Operações em Makeni e investigações da Interpol mostram o funcionamento do tráfico humano associado ao nome QNET, com promessas de emprego nos Estados Unidos, Canadá e Dubai e pagamentos que chegam a US$ 25 mil
Um homem da Guiné viajou até Serra Leoa em busca dos filhos desaparecidos, depois de receber uma mensagem de voz desesperada de um deles, e participou de uma batida policial em Makeni na esperança de encontrá-los.
Familiares, jovens e policiais descrevem um esquema em que recrutadores falsos cobram altas taxas, retêm pessoas em casas superlotadas e pedem que as vítimas recrutem outras para poderem viajar.
O caso e as operações policiais foram relatados na cobertura que deu origem a esta matéria, conforme informação divulgada pelo g1
Busca, batidas e relatos da família
O pai, Foday Musa, recebeu uma mensagem de 76 segundos do filho, que o deixou abalado, e declarou, em relato público, “Meus filhos foram recrutados para um esquema de tráfico humano e me juntei à polícia para tentar encontrá-los”.
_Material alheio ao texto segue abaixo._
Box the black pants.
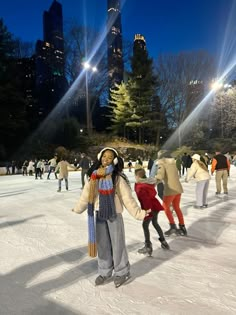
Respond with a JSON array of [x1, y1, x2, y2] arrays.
[[143, 211, 165, 245]]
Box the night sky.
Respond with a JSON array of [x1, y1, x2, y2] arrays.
[[0, 0, 234, 59]]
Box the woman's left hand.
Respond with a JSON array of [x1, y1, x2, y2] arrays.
[[145, 209, 152, 217]]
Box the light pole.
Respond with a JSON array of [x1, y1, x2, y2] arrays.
[[83, 62, 97, 135]]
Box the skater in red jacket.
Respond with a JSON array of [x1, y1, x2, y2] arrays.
[[134, 168, 170, 256]]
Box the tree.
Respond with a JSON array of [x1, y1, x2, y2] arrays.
[[211, 86, 236, 139], [110, 82, 133, 138], [127, 45, 158, 143], [65, 21, 108, 133]]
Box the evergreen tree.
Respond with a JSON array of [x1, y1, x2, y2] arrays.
[[109, 82, 132, 137], [127, 45, 159, 143]]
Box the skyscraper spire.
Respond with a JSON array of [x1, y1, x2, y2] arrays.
[[107, 0, 124, 87]]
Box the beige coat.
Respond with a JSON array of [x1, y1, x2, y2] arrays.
[[55, 160, 71, 179], [156, 158, 183, 196], [186, 160, 211, 182], [73, 177, 146, 220]]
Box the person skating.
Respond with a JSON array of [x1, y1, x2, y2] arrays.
[[211, 152, 230, 195], [156, 152, 187, 236], [134, 168, 170, 256], [77, 153, 90, 188], [72, 147, 151, 287], [55, 157, 76, 192], [47, 155, 57, 179], [185, 154, 210, 209]]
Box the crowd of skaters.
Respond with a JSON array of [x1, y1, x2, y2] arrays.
[[1, 148, 236, 286]]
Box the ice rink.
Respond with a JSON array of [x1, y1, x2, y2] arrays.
[[0, 166, 236, 315]]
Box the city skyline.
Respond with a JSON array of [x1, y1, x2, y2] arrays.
[[0, 0, 232, 59]]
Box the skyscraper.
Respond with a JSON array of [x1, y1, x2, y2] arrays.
[[133, 34, 146, 54], [107, 0, 124, 87], [36, 0, 66, 118]]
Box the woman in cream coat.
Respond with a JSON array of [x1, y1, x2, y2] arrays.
[[73, 148, 151, 287], [185, 154, 210, 209]]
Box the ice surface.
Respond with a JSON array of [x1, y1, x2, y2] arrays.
[[0, 166, 236, 315]]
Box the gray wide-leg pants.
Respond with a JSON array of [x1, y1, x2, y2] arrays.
[[196, 179, 209, 207], [96, 213, 130, 277]]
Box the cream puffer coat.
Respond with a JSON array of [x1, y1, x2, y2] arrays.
[[186, 160, 211, 182], [55, 160, 71, 179], [156, 158, 183, 196], [73, 176, 146, 220]]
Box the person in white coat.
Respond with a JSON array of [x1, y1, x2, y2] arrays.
[[185, 154, 211, 209], [72, 147, 151, 287], [55, 157, 76, 192]]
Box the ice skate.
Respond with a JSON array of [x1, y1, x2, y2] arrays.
[[138, 244, 152, 256], [95, 275, 110, 286], [114, 272, 130, 288], [159, 239, 170, 250], [179, 224, 187, 236], [164, 224, 180, 236]]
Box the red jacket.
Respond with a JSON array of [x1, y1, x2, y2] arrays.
[[134, 182, 164, 220]]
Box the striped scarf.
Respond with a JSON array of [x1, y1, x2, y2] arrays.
[[88, 165, 116, 257]]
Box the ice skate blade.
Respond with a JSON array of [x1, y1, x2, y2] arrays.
[[115, 275, 131, 289]]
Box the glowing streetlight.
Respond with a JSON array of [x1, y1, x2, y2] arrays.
[[211, 81, 223, 91], [83, 61, 97, 134]]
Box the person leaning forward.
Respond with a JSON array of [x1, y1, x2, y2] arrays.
[[211, 152, 230, 195]]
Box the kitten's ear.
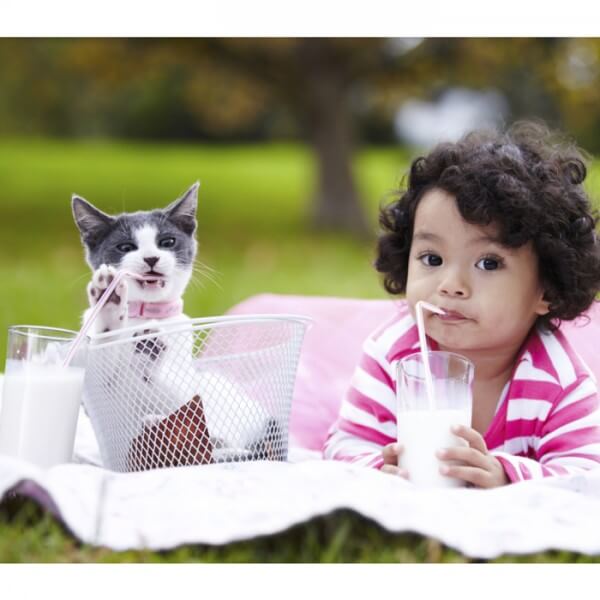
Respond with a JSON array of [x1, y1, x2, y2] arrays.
[[71, 194, 116, 246], [165, 181, 200, 235]]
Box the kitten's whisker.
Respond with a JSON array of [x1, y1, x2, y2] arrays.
[[193, 268, 220, 285], [192, 263, 223, 290]]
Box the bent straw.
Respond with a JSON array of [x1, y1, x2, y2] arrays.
[[415, 300, 445, 410], [63, 271, 148, 367]]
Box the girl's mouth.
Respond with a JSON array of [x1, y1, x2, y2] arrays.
[[436, 309, 469, 323]]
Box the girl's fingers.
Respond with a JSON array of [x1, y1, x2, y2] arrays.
[[381, 444, 402, 465], [451, 425, 487, 454], [435, 446, 489, 470], [380, 465, 408, 479]]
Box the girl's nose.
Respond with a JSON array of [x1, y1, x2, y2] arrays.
[[438, 272, 471, 298]]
Em uma ação coordenada com a Interpol, policiais realizaram uma batida em um imóvel em Makeni, encontrando roupas e bolsas espalhadas, cerca de 10 a 15 pessoas dormindo por quarto e jovens que tinham apenas 14 anos.
O chefe de investigações da unidade contra o tráfico de pessoas da Interpol em Serra Leoa, Mahmou Conteh, afirmou que “É muito fácil para esses traficantes atravessar cada uma das nossas fronteiras, nos pontos de cruzamento ilegais”.
A polícia informou ter realizado “mais de 20 batidas como esta no ano passado, resgatando centenas de vítimas de tráfico de pessoas”.
Como funciona o golpe associado ao nome QNET
O golpe usa o nome da empresa QNET, que é uma organização legítima, como cobertura para recrutar vítimas, com promessas de trabalho no exterior e exigência de pagamentos adiantados.
Famílias como a de Musa disseram ter pago US$ 25 mil (cerca de R$ 130 mil), valor que incluiu taxas de inscrição e quantias pagas na tentativa de garantir o retorno dos filhos.
Vítimas descrevem documentos falsos, fotos enviadas para enganar parentes, números internacionais para contato e a exigência de que, para viajar, a pessoa precisava recrutar outros participantes.
Depoimentos das vítimas
A jovem identificada como Aminata contou que pagou cerca de US$ 1 mil (cerca de R$ 5,2 mil) e foi mantida em um local onde, com o tempo, os custos passaram a ser cobertos por ela de formas abusivas, dizendo que “Você precisa vender seu corpo e dormir com homens para conseguir dinheiro e poder se manter”.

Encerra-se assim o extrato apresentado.